Cos'è lo SMILE e come funziona
SMILE sta per Small Incision Lenticule Extraction. È la tecnica laser più recente per la correzione della miopia, introdotta nel 2011 e oggi disponibile su diverse piattaforme di ultima generazione.
Il principio è diverso dalla FemtoLASIK e dalla PRK. Anziché creare un flap sulla cornea e poi rimodellare lo stroma con il laser eccimero, lo SMILE utilizza un solo laser (femtosecondi) che crea un sottile disco di tessuto corneale — il lenticolo — direttamente all'interno della cornea.

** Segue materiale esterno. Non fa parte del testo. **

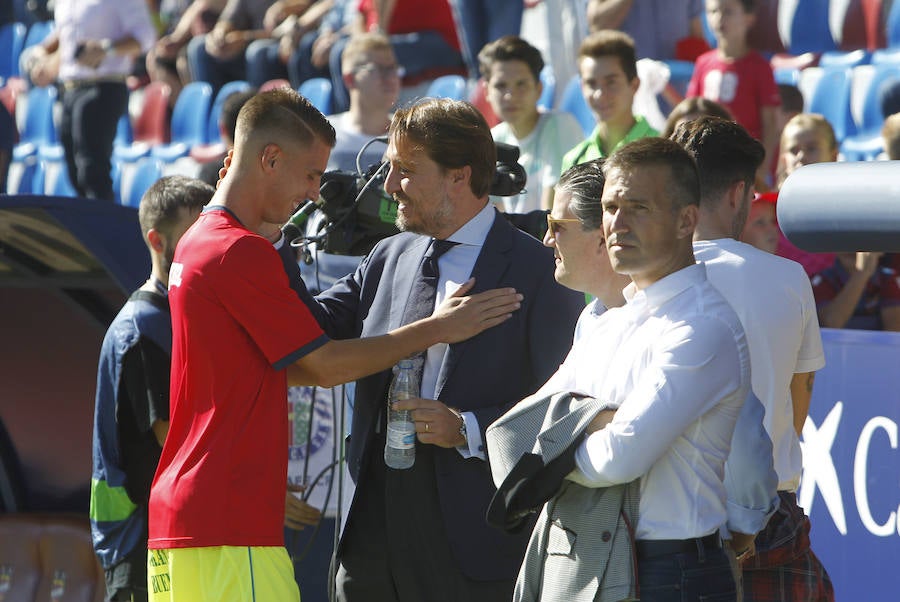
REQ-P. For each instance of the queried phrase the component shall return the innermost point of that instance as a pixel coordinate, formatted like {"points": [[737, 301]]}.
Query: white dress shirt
{"points": [[455, 267], [675, 361], [81, 20], [749, 474], [773, 298]]}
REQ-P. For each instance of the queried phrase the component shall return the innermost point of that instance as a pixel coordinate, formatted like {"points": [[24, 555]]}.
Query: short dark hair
{"points": [[284, 114], [231, 107], [890, 133], [695, 105], [510, 48], [584, 182], [724, 151], [791, 98], [161, 203], [684, 183], [611, 42], [453, 134]]}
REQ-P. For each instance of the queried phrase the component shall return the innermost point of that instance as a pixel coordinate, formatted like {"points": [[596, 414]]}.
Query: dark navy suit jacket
{"points": [[485, 375]]}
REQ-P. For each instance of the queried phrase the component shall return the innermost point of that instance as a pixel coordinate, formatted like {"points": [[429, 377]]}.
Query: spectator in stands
{"points": [[423, 35], [657, 26], [218, 57], [860, 291], [167, 60], [95, 44], [481, 21], [318, 52], [372, 76], [609, 81], [761, 229], [209, 171], [806, 139], [890, 134], [288, 21], [739, 77], [791, 104], [889, 98], [215, 515], [690, 109], [511, 70], [132, 405], [556, 28]]}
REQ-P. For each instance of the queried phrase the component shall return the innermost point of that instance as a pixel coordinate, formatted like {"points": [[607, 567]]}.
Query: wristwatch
{"points": [[462, 425]]}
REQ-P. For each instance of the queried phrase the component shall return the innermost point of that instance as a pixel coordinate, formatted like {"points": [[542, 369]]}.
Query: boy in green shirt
{"points": [[608, 69]]}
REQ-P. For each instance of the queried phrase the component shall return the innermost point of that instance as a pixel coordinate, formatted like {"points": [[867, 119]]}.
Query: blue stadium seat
{"points": [[124, 131], [893, 26], [21, 175], [448, 86], [38, 127], [212, 128], [787, 75], [12, 38], [573, 102], [53, 175], [317, 90], [147, 171], [886, 55], [868, 138], [804, 27], [548, 80], [862, 148], [680, 73], [832, 100], [190, 119], [836, 58]]}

Il chirurgo lo estrae attraverso una micro-incisione di soli 2-4 mm. Una volta rimosso il lenticolo, la cornea assume la nuova curvatura e la miopia è corretta.
L'intervento è rapido — il laser lavora in pochi secondi, e l'intera procedura dura circa 5-8 minuti per occhio. Si esegue in anestesia topica (solo gocce), senza punti e senza bendaggio. Il paziente torna a casa il giorno stesso.
Lo SMILE corregge la miopia fino a circa -8 diottrie e l'astigmatismo fino a 3 diottrie. Non può correggere l'ipermetropia — per questo difetto restano indicate la FemtoLASIK o la PRK.
I vantaggi: meno occhio secco, cornea più forte
Il vantaggio principale dello SMILE rispetto alla FemtoLASIK è legato alla dimensione dell'incisione. La FemtoLASIK crea un flap con un perimetro di circa 20 mm, tagliando un numero significativo di nervi corneali. Lo SMILE richiede un'incisione di soli 2-4 mm. Il risultato è una minore denervazione corneale, che si traduce in due benefici concreti:
Meno occhio secco post-operatorio. Poiché vengono tagliati meno nervi, la sensibilità corneale si recupera più rapidamente e la lacrimazione riflessa è meno compromessa. Gli studi confermano che lo SMILE causa significativamente meno secchezza rispetto alla FemtoLASIK nei primi 3-6 mesi. Per chi ha già una tendenza all'occhio secco, questo può fare la differenza.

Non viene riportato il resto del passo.